Nigeria’s NNPC can’t account for N500bn subsidy fund

November 06, 2013 | Government & Regulations

Nigeria's National Assembly Complex, Abuja

Nigeria’s National Assembly Complex, Abuja

Abuja – The Nigerian National Assembly Senate Ad-hoc Committee on the Subsidy Reinvestment and Empowerment Programme (SURE-P) says the state-owned energy group – the Nigerian National Petroleum Cooperation (NNPC) is unable to account for N500 billion accruing to the programme.

The deputy Senate leader, Abdul Ningi, who doubles as chairman of the Senate SURE-P committee, said the programme is being undermined from the inside, adding that the NNPC failed to show up at the Senate hearing to explain the discrepancy in the funds for the programme.

Members of the committee, who also expressed dissatisfaction over the gross misapplication and mismanagement of SURE-P funds, took their turns to blast the petroleum minister, Diezani Allison-Madueke, NNPC boss Andrew Yakubu, and CBN’s Sanusi Lamido Sanusi for failing to honour the invitation extended by the committee.

According to Senator Kabiru Marafa (Zamfara, APC), a member of the SURE-P Senate committee, N800 billion had been generated so far from the subsidy as against N300 billion claimed by SURE-P.

Marafa said: “This committee wrote to the relevant organisations that benefit from this SURE-P when it was inaugurated. It was said that the subsidy regime was going to be N32 a litre and this committee wrote the NNPC to ascertain the quantity of fuel being imported from the time this subsidy programme started.

“NNPC replied the committee that from January 2012 to December 2013, which if you calculate it will give about 21 months… they gave a breakdown of the quantity per month. When you put up everything, it comes to roughly 25 billion litres per month.

“Now, if you multiply 25 billion by 32, you get about N800 billion, and what SURE-P told us when they came here when we invited them was that they collected about N300 billion at N15 billion flat rate per month. So if you multiply 21 by 15 billion, you will get about N315 billion. So what we are talking about is the amount involved, which is N500 billion, where is it? That is what we wanted NNPC to tell us.”

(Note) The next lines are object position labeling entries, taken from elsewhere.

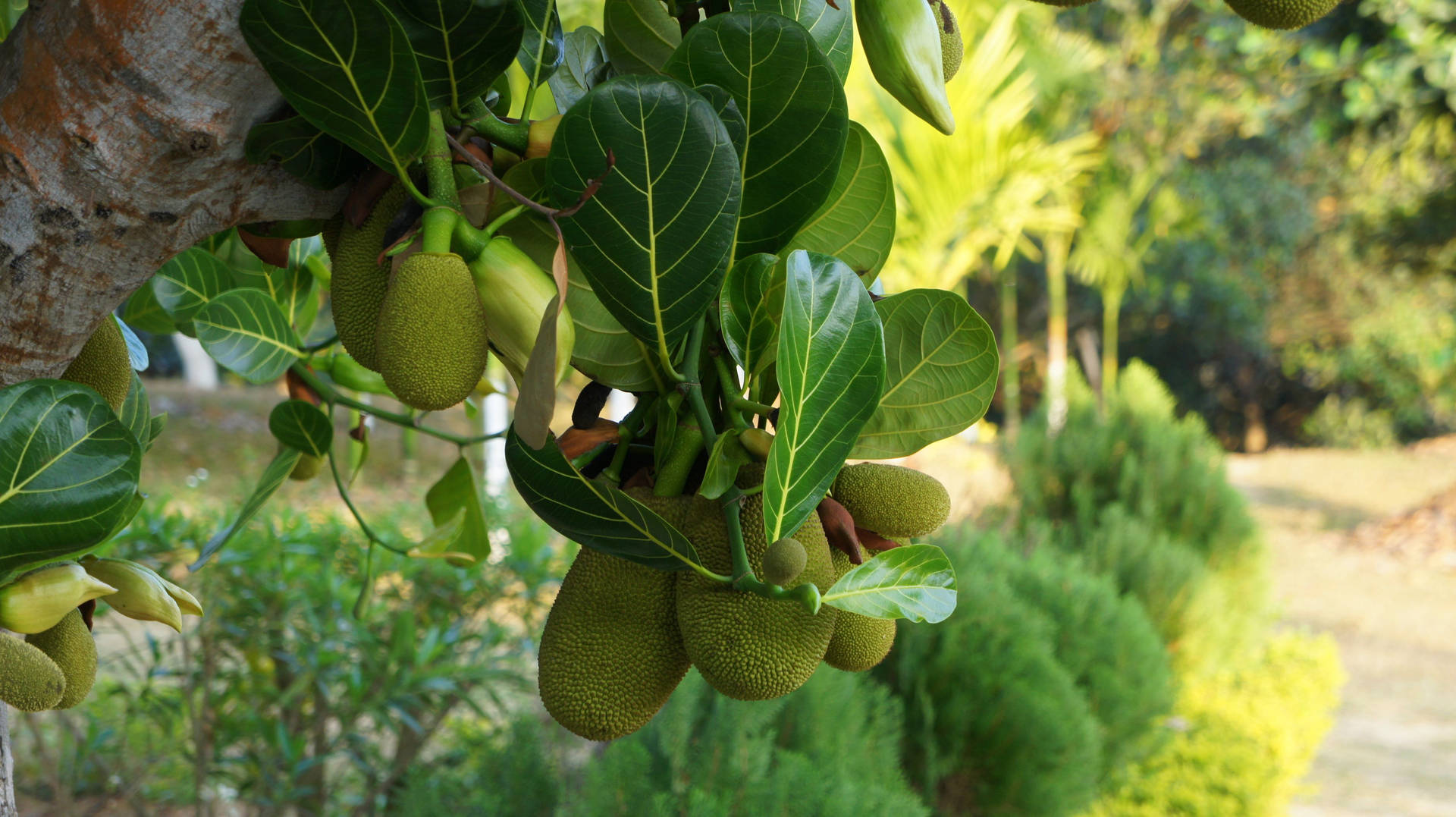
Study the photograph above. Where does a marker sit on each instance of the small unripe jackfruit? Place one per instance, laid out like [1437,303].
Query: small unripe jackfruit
[859,641]
[783,561]
[1282,14]
[73,650]
[357,283]
[30,680]
[746,646]
[892,500]
[431,332]
[610,654]
[104,364]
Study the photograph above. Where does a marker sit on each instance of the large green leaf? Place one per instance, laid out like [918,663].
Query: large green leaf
[639,36]
[604,350]
[460,46]
[833,28]
[832,372]
[246,332]
[457,495]
[941,367]
[277,471]
[856,223]
[595,513]
[69,472]
[347,68]
[305,150]
[795,109]
[654,240]
[912,581]
[187,283]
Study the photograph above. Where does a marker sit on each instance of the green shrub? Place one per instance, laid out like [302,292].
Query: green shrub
[1242,739]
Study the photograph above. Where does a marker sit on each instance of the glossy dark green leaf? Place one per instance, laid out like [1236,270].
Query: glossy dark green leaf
[941,366]
[246,332]
[303,426]
[595,513]
[277,471]
[457,495]
[582,68]
[460,46]
[347,68]
[795,109]
[833,28]
[306,152]
[188,283]
[654,240]
[832,372]
[69,471]
[856,223]
[639,36]
[912,581]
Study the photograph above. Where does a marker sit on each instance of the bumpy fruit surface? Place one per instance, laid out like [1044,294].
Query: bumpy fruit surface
[30,680]
[903,46]
[859,641]
[357,283]
[104,364]
[431,332]
[892,500]
[38,600]
[610,654]
[1282,14]
[746,646]
[514,294]
[73,650]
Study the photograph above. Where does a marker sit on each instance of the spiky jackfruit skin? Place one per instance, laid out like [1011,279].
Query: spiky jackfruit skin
[892,500]
[104,364]
[859,641]
[357,283]
[30,679]
[746,646]
[1282,14]
[610,654]
[431,332]
[73,650]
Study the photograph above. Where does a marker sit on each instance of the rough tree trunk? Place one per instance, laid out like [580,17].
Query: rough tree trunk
[121,143]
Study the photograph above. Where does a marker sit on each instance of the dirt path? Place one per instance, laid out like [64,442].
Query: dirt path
[1392,752]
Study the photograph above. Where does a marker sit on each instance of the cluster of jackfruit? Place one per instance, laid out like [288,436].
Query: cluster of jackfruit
[620,636]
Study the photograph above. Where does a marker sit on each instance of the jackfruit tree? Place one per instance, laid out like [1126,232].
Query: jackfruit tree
[664,209]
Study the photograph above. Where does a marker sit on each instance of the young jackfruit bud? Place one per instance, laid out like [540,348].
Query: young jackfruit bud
[903,46]
[514,293]
[951,46]
[30,680]
[73,650]
[140,593]
[38,600]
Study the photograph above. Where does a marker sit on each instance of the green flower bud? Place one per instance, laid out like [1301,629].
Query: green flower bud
[903,46]
[140,593]
[38,600]
[514,293]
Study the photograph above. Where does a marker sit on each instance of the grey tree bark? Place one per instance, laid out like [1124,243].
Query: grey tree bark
[121,145]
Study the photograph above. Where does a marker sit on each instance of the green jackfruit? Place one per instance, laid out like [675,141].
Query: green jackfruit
[30,680]
[785,561]
[357,283]
[104,364]
[73,650]
[892,500]
[859,641]
[610,654]
[431,332]
[1282,14]
[746,646]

He further said: “They are the ones importing the fuel, they are the custodians. I was surprised that CBN was not here because they are the custodians but, if anything, if their top management was here, the question of how they came about the N15 billion they are remitting to SURE-P would have been asked. Since CBN are the custodians of the money, so how did CBN come about remitting to SURE-P then? We will be told.”

He added: “Maybe CBN will tell us this is what NNPC is remitting to them; maybe NNPC will say no, we have been remitting this amount of money, but CBN is remitting on N15 billion. So, they are remitting only N15 billion; then we will ask CBN: how did you come about the N15 billion flat rate, because this thing can’t be a flat rate?”

” In January 2012, the nation consumed about 1.3 billion litres but if you look at February 2013,we consumed about 941 billion litres. So you can see that the remittances are supposed to be fluctuating, but when SURE-P came, they told the committee that they had been receiving N15 billion monthly. So we asked, how did they come about it?

Chairman of the committee Senator Ningi lambasted the officials of the NNPC who failed to show up for the hearing, noting that it shows the programme is being undermined from the inside.

Senator Ningi also said the non-appearance of the NNPC further confirms the fears and reservations of a lot of Nigerians on the secrecy of the implementation of the SURE -P programme.

He also threatened that the National Assembly would not continue to give legitimacy through appropriation to the programme. Ningi said, “Today, we are once again confronted by the forces of anti-democracy, people who unfortunately do not understand what this kind of system provides the executive, the legislature and the judiciary; what makes our democracy different from military regime.